34 混乱
謁見の間を後にした王家の面々は大騒ぎだった。まずは元凶であるナティアナ第一王女の元へと走る。いや、王家の教育を受けているので、このくらいでは走らないが、それに近いスピードで歩く。後に付き従うメイドたちは小走りでついていく。騎士たちは大股で余裕がまだありそう。
廊下の遠くからすごい勢いで突進してくる王家の面々を見たナティアナ第一王女付きメイドは、すぐにノックをして返事を待つと扉を開けた。と、同時に国王たちも到着し、まさにメイドのナイスプレー。
「ナティアナ!」
部屋の前で大きな声を出す国王をついてきたメイドたちはさりげなく前へと押し、部屋の中へと詰め込んだ。これもどこに目や耳があるかわからぬ廊下でのやりとりを避けるためのナイスプレー。知っている者は少ない方がいいに決まっている。
国王が入室したにもかかわらず、優雅に紅茶を嗜んでいるナティアナ第一王女にさらに怒りがわく。
王妃も数分前の出来事に頭痛がし、右手を額に当てた。ゲイリック第一王子は腕を組んであきれ顔で妹を見ていた。
数分前、アノスジェンたちが謁見の間に到着したことを聞いた四人は王家用扉の前に立った。
「国王陛下、王妃殿下、王子殿下、王女殿下、ご入室です」
いつものように呼び声が聞こえ、いつものようなタイミングで入室する。
1番目に国王。礼をとる五人を見てギョッとするがすぐに立て直し大玉座に座る。目を見開いてマジマジと真ん中に立ち礼をとるアノスジェンを見る。
2番目に王妃。
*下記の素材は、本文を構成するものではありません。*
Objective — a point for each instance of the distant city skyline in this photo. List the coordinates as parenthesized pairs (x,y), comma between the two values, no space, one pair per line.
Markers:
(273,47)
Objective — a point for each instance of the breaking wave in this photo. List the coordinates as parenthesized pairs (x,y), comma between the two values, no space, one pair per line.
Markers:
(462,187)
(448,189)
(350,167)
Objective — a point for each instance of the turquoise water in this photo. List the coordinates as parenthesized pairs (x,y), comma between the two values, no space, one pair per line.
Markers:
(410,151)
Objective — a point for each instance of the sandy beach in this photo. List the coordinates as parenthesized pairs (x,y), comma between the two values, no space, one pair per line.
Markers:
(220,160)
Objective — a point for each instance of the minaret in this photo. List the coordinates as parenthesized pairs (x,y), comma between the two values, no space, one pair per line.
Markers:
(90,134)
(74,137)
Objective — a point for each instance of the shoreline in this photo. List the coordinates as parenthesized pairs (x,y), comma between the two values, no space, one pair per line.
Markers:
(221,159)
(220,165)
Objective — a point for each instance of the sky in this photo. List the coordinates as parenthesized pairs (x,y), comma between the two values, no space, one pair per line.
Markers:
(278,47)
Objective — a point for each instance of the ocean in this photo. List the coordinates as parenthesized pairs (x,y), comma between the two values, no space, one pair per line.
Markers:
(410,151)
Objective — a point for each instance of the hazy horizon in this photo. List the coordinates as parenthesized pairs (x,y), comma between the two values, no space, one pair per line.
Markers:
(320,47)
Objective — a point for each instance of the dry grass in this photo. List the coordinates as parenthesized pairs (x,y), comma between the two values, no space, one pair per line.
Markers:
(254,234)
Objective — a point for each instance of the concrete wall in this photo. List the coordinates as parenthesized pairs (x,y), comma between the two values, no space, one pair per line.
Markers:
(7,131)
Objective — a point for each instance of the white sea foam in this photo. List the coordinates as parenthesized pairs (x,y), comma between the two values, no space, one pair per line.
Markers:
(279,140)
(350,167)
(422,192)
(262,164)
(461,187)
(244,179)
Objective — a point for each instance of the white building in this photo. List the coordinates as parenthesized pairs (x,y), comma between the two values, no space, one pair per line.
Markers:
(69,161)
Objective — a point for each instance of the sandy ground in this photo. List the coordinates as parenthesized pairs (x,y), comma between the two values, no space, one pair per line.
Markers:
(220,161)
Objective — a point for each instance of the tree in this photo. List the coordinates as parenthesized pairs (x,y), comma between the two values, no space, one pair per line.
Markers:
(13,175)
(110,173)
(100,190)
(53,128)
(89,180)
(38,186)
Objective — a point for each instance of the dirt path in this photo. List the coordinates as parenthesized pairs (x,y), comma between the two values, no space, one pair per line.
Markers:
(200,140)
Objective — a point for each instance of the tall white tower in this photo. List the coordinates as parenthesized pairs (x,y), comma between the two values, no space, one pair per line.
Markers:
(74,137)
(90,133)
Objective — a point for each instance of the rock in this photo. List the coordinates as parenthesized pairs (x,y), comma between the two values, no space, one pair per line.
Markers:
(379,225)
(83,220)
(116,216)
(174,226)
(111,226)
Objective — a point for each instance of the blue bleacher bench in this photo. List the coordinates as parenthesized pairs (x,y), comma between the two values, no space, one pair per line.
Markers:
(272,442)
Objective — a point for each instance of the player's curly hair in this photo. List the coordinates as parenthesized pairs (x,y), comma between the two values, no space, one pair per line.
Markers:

顔を扇で隠してそそと小玉座に座ると、ギョッとして顔を前に出してアノスジェンを凝視。
3番目にゲイリック第一王子。王妃と反対側に立つと一瞬ポカンと口を開け、ヤレヤレというジェスチャーをした。
そして、ナティアナ第一王女は、扇を広げて王妃の脇へ立ちアノスジェンへ視線を向けると「イヤっ!」とひと言漏らして踵を返した。それをメイドが追いかけ、ゲイリック第一王子が追いかけ、すったもんだやった挙句にナティアナ第一王女は謁見しないということになった。
なんとか誤魔化せたと思いたい王家の面々が問題王女の部屋へとやってきたのだ。
「謁見を直前にボイコットとは、どうゆうつもりだ!」
ズカズカと歩み寄りドカリとソファに座りながら国王は声をあげた。
「直前ではありません。行った上でのボイコットです。お父様たちの顔をたてて、わたくしなりの誠意は見せましたわっ」
カチャンと音をたててカップ置くナティアナ第一王は父である国王を睨んだ。国王の隣に腰をかけた王妃はオロオロとするばかりで、国王の後に立ったゲイリック第一王子はあきれ顔をしかめ顔に変えた。
「あれはまだ子供ではありませんかっ! わたくしのお相手は十八歳との盟約だったはずですわ。わたくしは子供との婚姻などいたしませんっ!」
「でもね、昨日の書状でも、アノスジェン殿は十八歳だと確認しているわ。貴女、お顔は見てないじゃない。なかなかに素敵な殿方だったわ。少しばかり体格がお小さいだけなのだと思うわよ」
『いやいや、顔つきも、発声も子供だったろう。この件に関して、彼の容貌など関係ない。そこを争っていることがすでに間違いなんだよ』
謁見に同行していたゲイリック第一王子は誤魔化そうとする王妃に心の中で呆れていた。
「だったら尚更嫌よっ! 一生、わたくしの方が背が高いなんて格好が悪すぎるわっ。あれをパートナーにしたらパーティにも行けやしないわっ」
国王は怒りで目をギラつかせているが、怒り過ぎて何も発することができなかった。
「父上、母上。こいつに何を言っても無駄ですよ。ことごとく婚姻願いを拒否されていることに気が付かないのですから。とにかく、執務室へ戻り対策を練りましょう」
メイドが水を国王に届けると国王はそれを一気飲みしてガチャンとテーブルに置いた。
「彼らが落ち着くまで謹慎だっ!」
「えー! 明日にはお茶会へお呼ばれしてますのよ」
国王がすごい勢いで立ち上がった。
「彼の婚姻が済まなければ謹慎は解かぬっ! そなたらも心得よっ! 王女が破った時点で関係者は全員解雇っ! 力づくで止めてももかまわん」
メイドや執事や護衛や深々と頭を下げる。三人は足早にナティアナ第一王女の部屋を出ていった。扉が閉まると金切声や何かが割れる音がしたが三人は振り返ることはなかった。